Methods for determining the convergence of $\sum\frac{\cos n}{n}$ or $\sum\frac{\sin n}{n}$
As far as I know, the textbook approach to determining the convergence of series like $$\sum_{n=1}^\infty\frac{\cos n}{n}$$ and $$\sum_{n=1}^\infty\frac{\sin n}{n}$$ uses Dirichlet's test, which involves bounding the partial sums of the cosine or sine terms. I have two questions:
- Are there any other approaches to seeing that these series are convergent? I'm mostly just interested to see what other kinds of arguments might be made.
- What's the best way to show that these two series are only conditionally convergent? I don't even know the textbook approach to that question.
Hint for 2)
$$\sum_{n=1}^{\infty} \frac{|\cos n|}{n} \geq \sum_{n=1}^{\infty} \frac{\cos^2 n}{n}=\sum_{n=1}^{\infty} \frac{1+\cos {2n}}{2n}$$
Convergence of $\sum_{n=1}^{\infty}\frac{\cos{2n}}{2n}$, and divergence of $\sum_{n=1}^{\infty}\frac{1}{2n}$ gives the divergence.
The same method applies to $\sum_{n=1}^{\infty}\frac{|\sin n|}{n}$.
Thanks for the nice question, below is a sketch for part 1, which may be a few inches from a rigorous proof.

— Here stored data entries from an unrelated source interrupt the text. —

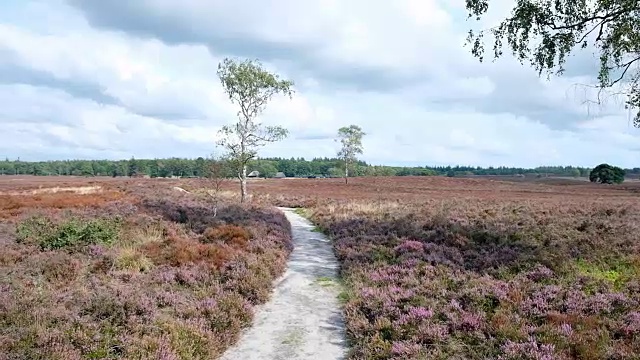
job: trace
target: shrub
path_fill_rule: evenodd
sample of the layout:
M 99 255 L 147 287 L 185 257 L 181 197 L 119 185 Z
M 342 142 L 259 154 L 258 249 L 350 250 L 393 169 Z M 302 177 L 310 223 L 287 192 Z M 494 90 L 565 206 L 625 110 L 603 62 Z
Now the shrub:
M 0 251 L 0 266 L 14 265 L 25 257 L 18 249 L 4 246 Z
M 155 265 L 167 264 L 173 267 L 203 263 L 212 268 L 220 268 L 233 255 L 225 246 L 202 244 L 180 237 L 145 244 L 141 250 Z
M 200 309 L 214 333 L 225 338 L 225 343 L 233 343 L 242 328 L 251 324 L 253 311 L 251 304 L 240 294 L 225 292 L 216 299 L 205 299 Z
M 69 218 L 60 223 L 34 216 L 17 228 L 18 241 L 34 243 L 42 250 L 56 250 L 92 244 L 109 245 L 118 237 L 118 219 Z
M 229 262 L 222 272 L 224 288 L 239 293 L 252 304 L 267 301 L 272 280 L 269 268 L 255 260 Z
M 56 231 L 56 224 L 46 216 L 31 216 L 20 222 L 16 228 L 19 243 L 39 244 Z
M 624 181 L 625 171 L 617 166 L 600 164 L 589 173 L 589 181 L 601 184 L 621 184 Z
M 47 280 L 62 284 L 75 280 L 81 268 L 80 260 L 60 252 L 45 257 L 41 265 L 42 274 Z
M 636 358 L 640 212 L 616 205 L 314 209 L 349 286 L 350 358 Z
M 292 249 L 284 215 L 216 218 L 191 194 L 132 183 L 120 203 L 0 220 L 0 358 L 210 359 L 250 325 Z
M 234 247 L 246 247 L 251 239 L 249 230 L 236 225 L 221 225 L 207 228 L 202 234 L 203 243 L 222 242 Z

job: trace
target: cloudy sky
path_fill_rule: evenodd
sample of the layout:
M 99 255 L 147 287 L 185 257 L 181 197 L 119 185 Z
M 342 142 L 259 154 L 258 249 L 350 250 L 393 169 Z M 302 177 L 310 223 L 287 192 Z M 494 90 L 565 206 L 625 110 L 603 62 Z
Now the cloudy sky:
M 236 113 L 217 65 L 248 57 L 296 83 L 262 117 L 290 131 L 263 156 L 333 156 L 357 124 L 374 164 L 639 166 L 620 101 L 585 103 L 591 52 L 551 81 L 469 53 L 510 10 L 494 1 L 478 24 L 463 0 L 3 0 L 0 157 L 206 156 Z

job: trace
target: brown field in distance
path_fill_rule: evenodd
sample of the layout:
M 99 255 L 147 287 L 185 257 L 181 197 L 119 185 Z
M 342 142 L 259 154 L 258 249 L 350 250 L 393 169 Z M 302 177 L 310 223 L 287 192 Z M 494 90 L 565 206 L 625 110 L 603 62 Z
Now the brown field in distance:
M 305 198 L 308 200 L 350 199 L 447 199 L 502 198 L 502 199 L 600 199 L 637 198 L 640 182 L 630 181 L 620 185 L 601 185 L 563 178 L 546 179 L 492 179 L 446 177 L 360 177 L 351 178 L 345 185 L 343 179 L 250 179 L 249 192 L 263 198 Z M 84 188 L 104 190 L 129 188 L 130 186 L 181 186 L 206 187 L 203 179 L 133 179 L 124 177 L 73 177 L 73 176 L 0 176 L 0 195 L 36 194 L 33 190 L 52 189 L 54 192 L 79 192 Z M 223 185 L 225 191 L 236 191 L 237 181 Z
M 229 185 L 227 185 L 229 186 Z M 233 189 L 233 188 L 232 188 Z M 342 179 L 270 179 L 249 183 L 249 191 L 284 199 L 408 200 L 479 198 L 505 200 L 630 200 L 640 183 L 600 185 L 583 181 L 501 181 L 446 177 L 369 177 Z

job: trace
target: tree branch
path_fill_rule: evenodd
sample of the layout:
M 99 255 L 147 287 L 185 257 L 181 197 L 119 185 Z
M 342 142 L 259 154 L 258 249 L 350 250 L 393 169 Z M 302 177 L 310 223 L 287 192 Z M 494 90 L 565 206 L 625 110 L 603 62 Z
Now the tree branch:
M 598 36 L 596 37 L 596 41 L 600 41 L 600 37 L 602 36 L 602 31 L 604 30 L 604 24 L 606 22 L 607 22 L 606 20 L 602 20 L 600 23 L 596 24 L 591 30 L 584 33 L 582 37 L 577 41 L 577 43 L 582 43 L 587 38 L 587 36 L 589 36 L 598 27 L 600 27 L 600 30 L 598 31 Z
M 632 9 L 619 9 L 613 13 L 605 14 L 605 15 L 593 15 L 591 17 L 587 17 L 573 24 L 565 24 L 565 25 L 556 25 L 554 22 L 547 22 L 545 25 L 549 26 L 553 30 L 568 30 L 583 26 L 587 23 L 590 23 L 594 20 L 603 20 L 603 22 L 608 22 L 613 20 L 615 17 L 623 15 L 624 13 L 631 11 Z
M 621 64 L 620 66 L 618 66 L 618 68 L 624 67 L 624 70 L 622 71 L 622 74 L 620 75 L 620 77 L 618 77 L 616 80 L 612 81 L 609 86 L 613 86 L 617 83 L 619 83 L 625 76 L 625 74 L 627 73 L 627 71 L 629 70 L 629 68 L 631 67 L 631 65 L 633 65 L 634 62 L 636 61 L 640 61 L 640 56 L 638 56 L 635 59 L 632 59 L 631 61 L 625 63 L 625 64 Z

Let us consider the complex sum $$ S \equiv \sum_{n = 1}^\infty \frac{ e^{in} }{n}, $$ The real and imaginary sums are the desired cosine and sine sums, as pointed out by i707107. Then $$ e^{-i} S = \sum_{n = 1}^\infty \frac{ e^{i(n-1)} }{n} = 1 + \sum_{n = 1}^\infty \frac{ e^{i n} }{n + 1}, $$ and $$ (1 - e^{-i}) \, S = -1 + \sum_{n = 1}^\infty \left(\frac{1}{n} - \frac{1}{n + 1} \right) e^{i n} = -1 + \sum_{n = 1}^\infty \frac{e^{i n}}{n \, (n + 1)}. $$
So $$ \begin{align} |(1 - e^{-i}) \, S| &\le 1 + \sum_{n = 1}^\infty \left| \frac{e^{i n}}{n \, (n + 1)} \right| \\ &= 1 + \sum_{n = 1}^\infty \frac{1}{n \, (n + 1)} \\ &= 1 + \sum_{n = 1}^\infty \left(\frac{1}{n} - \frac{1}{n + 1}\right) = 2. \end{align} $$ This means $|S|$ is finite, and so are the real and imaginary parts.